The environment has been a “lifelong concern” for Lin, whose prolific body of work in both art and architecture has been informed by an affinity for the natural world.
“As an artist I often work in series, and so for me, I wanted my last memorial to be on a subject that I have personally been concerned with and connected to since I was a child,” she said. This last memorial, ‘What Is Missing,’ encompasses multiple platforms, with temporary and permanent physical installations as well as an interactive online component."
“By trying to make people realize and become aware of this loss of species and habitats, to wake us up—and to hopefully galvanize people into action—then the web allows for very clear what you can do to help both protect species and reduce climate change emissions," she added.
"I think nature is resilient— if we protect it—and with my background I wanted to lend a voice to the incredible threat we are under from climate change and species and habitat loss."

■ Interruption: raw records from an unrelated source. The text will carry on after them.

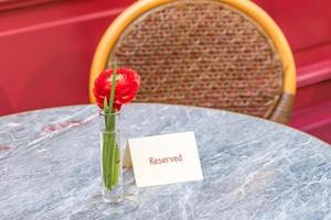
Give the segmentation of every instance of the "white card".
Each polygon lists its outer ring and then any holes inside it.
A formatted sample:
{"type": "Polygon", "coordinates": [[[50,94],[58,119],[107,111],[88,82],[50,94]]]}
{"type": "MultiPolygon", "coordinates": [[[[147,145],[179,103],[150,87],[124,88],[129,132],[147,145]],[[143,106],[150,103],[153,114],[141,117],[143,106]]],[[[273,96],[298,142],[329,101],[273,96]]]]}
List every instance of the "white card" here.
{"type": "Polygon", "coordinates": [[[128,145],[137,187],[203,179],[194,132],[131,139],[128,145]]]}

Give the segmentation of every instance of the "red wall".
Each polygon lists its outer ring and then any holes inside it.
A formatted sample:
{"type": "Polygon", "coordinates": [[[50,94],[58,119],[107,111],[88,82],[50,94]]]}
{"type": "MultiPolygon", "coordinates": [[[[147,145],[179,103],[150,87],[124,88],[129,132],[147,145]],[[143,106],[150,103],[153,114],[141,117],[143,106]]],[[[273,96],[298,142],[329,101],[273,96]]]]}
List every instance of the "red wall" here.
{"type": "MultiPolygon", "coordinates": [[[[87,103],[97,42],[134,1],[0,3],[0,116],[87,103]]],[[[291,125],[331,143],[331,1],[255,2],[280,25],[295,53],[298,95],[291,125]]]]}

Outside of general awareness and individual action, Lin knows from personal experience that policy can have a very real and tangible effect on the environment, which is why she expressed concerns about Donald Trump’s stances on the environment.
“I am so saddened by the stated goals of the incoming administration to dismantle the environmental protections that have made our water and our air and our communities safer and cleaner, and that [President-Elect Donald Trump] threatens to renege on the Paris Climate accord—which would be as, 365 businesses just petitioned, a disaster for us both ecologically and economically," she said.
In comparison, Lin cited policies that have engendered positive environmental change in her lifetime. “I grew up with the formation of the Clean Air Act, the Clean Water Act and the Endangered Species Act all coming into being, and it made a lasting impression on me: how killer smog was choking our cities, how rivers were so polluted they caught fire, how pesticides had done irreparable damage to our wildlife,” she said. “But with protective legislation, nature came back—our rivers, our air."
Lin added that her work with ‘What Is Missing?’ was inspired by a desire to combat climate change specifically.
"So to focus on this subject, especially now with the threat of climate change, is what I wanted to do. I think nature is resilient— if we protect it—and with my background I wanted to lend a voice to the incredible threat we are under from climate change and species and habitat loss.”